La Convenzione di Montego Bay – entrata in vigore il 16 novembre 1994 e ratificata dall’Italia nel dicembre successivo – suddivide il mare in varie zone.
In primis ci sono le acque interne, ovvero quelle che si trovano all’interno della linea di base, che congiunge i punti estremi dell’area costiera; poi le acque territoriali che, partendo dalla linea di base si estendono per 12 miglia nautiche (circa 22.000 metri). Al limite di queste inizia la zona contigua, ampia oltre 12 miglia, nella quale lo Stato litoraneo può esercitare il controllo necessario in vista di prevenire la violazione delle proprie leggi di polizia doganale, fiscale, sanitaria oppure d’immigrazione nonché di contrastare le violazioni alle medesime leggi, nel caso in cui siano state commesse sul suo territorio o nel suo mare territoriale.
È altresì vero che l’ambiente litoraneo - per quanto concerne il sistema difensivo di una nazione - non costituisce un’area geografica ben definita, ma piuttosto un incremento del livello di minaccia man mano che ci si avvicina alla costa e si è maggiormente influenzati dagli elementi che operano al suo interno.
Quando ci si avvicina alla costa, quindi, cresce la possibilità di essere rilevati da un’ampia gamma di sensori passivi e attivi, spesso integrati in una complessa rete di comando, controllo, comunicazione, computer e intelligence (C⁴I).
Ovviamente, imbarcazioni di piccole dimensioni, sono assai difficili da intercettare, specialmente quando si trovano in prossimità della costa. La complessità di controllare fisicamente diversi chilometri di coste si somma con il crescente volume di dati apparentemente casuali acquisiti dai sistemi radar, strumenti di intelligence e sensori acustici ed elettro-ottici man mano che le imbarcazioni dei migranti si avvicinano alla costa.
Proprio per contrastare l’approdo illegale di piccoli natanti, la Marina Militare è in grado di mettere in campo unità navali di dimensioni ridotte, progettate specificatamente per la guerra litoranea. Le corvette della classe Comandanti, equipaggiate con un efficace sistema di combattimento polivalente ed impiegate insieme ad altri tipi di piattaforme navali e aeree, possono diventare un eccellente strumento nelle operazioni di contrasto all’immigrazione clandestina.
In alcuni ambienti politici si sta diffondendo l’idea di applicare un blocco navale onde limitare fortemente il fenomeno migratorio.

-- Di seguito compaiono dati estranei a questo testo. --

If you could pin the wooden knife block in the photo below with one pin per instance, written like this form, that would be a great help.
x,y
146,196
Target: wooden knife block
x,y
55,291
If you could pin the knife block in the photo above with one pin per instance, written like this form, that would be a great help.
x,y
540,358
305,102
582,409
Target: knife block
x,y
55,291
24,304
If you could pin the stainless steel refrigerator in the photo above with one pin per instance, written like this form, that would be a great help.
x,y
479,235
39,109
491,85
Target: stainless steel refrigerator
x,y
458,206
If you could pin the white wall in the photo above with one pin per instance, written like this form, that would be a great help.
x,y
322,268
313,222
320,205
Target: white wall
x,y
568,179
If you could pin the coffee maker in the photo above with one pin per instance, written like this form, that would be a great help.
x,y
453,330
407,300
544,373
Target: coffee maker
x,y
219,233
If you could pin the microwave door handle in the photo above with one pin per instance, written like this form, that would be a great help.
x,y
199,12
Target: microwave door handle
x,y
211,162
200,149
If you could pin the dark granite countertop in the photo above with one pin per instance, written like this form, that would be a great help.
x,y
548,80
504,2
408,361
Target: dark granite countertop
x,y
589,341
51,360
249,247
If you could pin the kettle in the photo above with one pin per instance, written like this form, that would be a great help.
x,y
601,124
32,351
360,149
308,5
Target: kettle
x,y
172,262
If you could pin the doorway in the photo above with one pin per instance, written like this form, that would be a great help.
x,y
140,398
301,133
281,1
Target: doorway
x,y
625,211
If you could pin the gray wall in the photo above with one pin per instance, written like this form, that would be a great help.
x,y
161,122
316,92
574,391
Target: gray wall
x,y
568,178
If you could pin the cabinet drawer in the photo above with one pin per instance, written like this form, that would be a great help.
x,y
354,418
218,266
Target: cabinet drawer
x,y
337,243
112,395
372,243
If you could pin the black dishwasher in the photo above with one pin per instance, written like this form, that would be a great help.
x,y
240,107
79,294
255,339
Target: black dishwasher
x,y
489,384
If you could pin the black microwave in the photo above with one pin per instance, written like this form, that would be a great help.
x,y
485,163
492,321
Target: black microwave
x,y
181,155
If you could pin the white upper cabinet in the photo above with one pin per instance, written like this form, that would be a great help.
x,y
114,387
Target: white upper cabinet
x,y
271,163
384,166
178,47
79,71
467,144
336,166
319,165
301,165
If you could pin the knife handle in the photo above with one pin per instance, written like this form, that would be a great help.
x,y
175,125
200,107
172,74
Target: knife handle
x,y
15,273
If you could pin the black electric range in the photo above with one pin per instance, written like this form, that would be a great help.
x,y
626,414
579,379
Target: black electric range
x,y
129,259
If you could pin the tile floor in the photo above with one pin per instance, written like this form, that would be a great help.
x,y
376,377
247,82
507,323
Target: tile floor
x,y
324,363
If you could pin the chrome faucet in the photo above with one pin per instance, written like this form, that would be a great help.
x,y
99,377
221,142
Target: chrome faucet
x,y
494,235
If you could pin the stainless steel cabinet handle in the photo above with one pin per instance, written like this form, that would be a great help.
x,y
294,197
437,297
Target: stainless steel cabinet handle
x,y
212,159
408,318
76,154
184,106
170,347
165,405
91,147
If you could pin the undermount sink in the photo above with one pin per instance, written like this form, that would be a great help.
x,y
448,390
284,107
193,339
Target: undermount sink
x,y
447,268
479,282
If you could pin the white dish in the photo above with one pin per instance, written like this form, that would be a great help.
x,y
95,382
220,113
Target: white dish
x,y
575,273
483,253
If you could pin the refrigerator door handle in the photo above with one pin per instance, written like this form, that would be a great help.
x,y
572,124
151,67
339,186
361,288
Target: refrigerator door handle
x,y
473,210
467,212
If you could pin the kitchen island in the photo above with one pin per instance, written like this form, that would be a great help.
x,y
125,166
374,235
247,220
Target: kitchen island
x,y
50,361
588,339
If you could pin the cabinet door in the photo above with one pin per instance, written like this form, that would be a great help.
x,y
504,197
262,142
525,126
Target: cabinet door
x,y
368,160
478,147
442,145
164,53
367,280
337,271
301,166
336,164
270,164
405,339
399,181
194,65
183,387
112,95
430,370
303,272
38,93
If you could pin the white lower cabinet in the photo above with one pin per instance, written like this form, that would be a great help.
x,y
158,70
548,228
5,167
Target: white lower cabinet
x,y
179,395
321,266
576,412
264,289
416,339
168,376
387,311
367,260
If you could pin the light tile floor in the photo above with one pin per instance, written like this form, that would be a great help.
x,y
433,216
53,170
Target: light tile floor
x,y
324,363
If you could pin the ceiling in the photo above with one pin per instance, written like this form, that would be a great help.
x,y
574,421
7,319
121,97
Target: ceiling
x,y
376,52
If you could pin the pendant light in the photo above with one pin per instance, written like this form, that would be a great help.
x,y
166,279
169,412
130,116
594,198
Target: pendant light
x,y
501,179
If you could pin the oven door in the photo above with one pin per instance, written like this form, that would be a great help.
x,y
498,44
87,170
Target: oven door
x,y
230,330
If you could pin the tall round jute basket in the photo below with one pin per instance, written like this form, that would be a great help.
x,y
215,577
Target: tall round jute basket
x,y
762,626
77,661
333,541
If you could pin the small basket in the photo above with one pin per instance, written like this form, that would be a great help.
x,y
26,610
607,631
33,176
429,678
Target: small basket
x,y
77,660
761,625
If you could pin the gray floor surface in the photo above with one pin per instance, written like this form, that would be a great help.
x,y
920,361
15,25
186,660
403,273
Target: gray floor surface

Tuttavia tale soluzione, a nostro avviso, se applicata all’interno del mare territoriale italiano, non sarebbe risolutiva, in quanto comporterebbe comunque il trasbordo dei clandestini sulle unità della Marina e quindi il successivo sbarco nei porti nazionali.
Quindi, il raggio d’azione delle nostre unità navali dovrebbe estendersi fino a lambire le acque territoriali libiche - sempre che si possa parlare di sovranità in riferimento alla Libia, in cui lo ricordiamo non esiste uno governo unitario e la capitale Tripoli è da tre mesi sotto attacco delle milizie della Cirenaica - impedendo con ciò la libertà d’azione delle cosiddette navi madre dei trafficanti di uomini.